その時に母が店内にいないことに気付きました。

いずれ戻ってくるかと白いテーブルクロスがピンと張られた丸いテーブルについて、ふと真正面を見ると母の弟である叔父が座ってました。

そして何も一言も話さずに出されたスープを掬って一口飲みました。

叔父も少し掬って飲んでました。

味は思い出せませんがとても冷たいスープでした。


そこで目が覚めました。

真夏なのに指の先が冷たかったので冷房の温度を上げようと起き上がり、ふと気付きました。


常夜灯に照らされて輪郭がわかりましたが窓も開けていないのに家のカーテンが大人が潜っているかのような不自然な形になっていることを。


それを勢いでめくると誰もおらずに安堵したのも束の間、夢の中の廃墟を思い出しました。
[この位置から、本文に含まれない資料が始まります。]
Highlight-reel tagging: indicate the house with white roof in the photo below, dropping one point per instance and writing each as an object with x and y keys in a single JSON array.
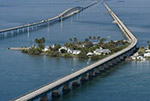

夢の中の廃墟の外観が現在は廃墟になって長らく放置されている母の実家だったのです。

そして目の前で一緒に食事をした叔父は失踪して、もう死亡宣告が出たんです。


私は死者と食事をしたということに気づいた時に『あぁ、もう、あの家からは逃げられないのか』とストンと自分の中で腑に落ちてしまったんです。


だから、これは創作なんです。

創作ってことにしてください。

よろしくお願いいたします。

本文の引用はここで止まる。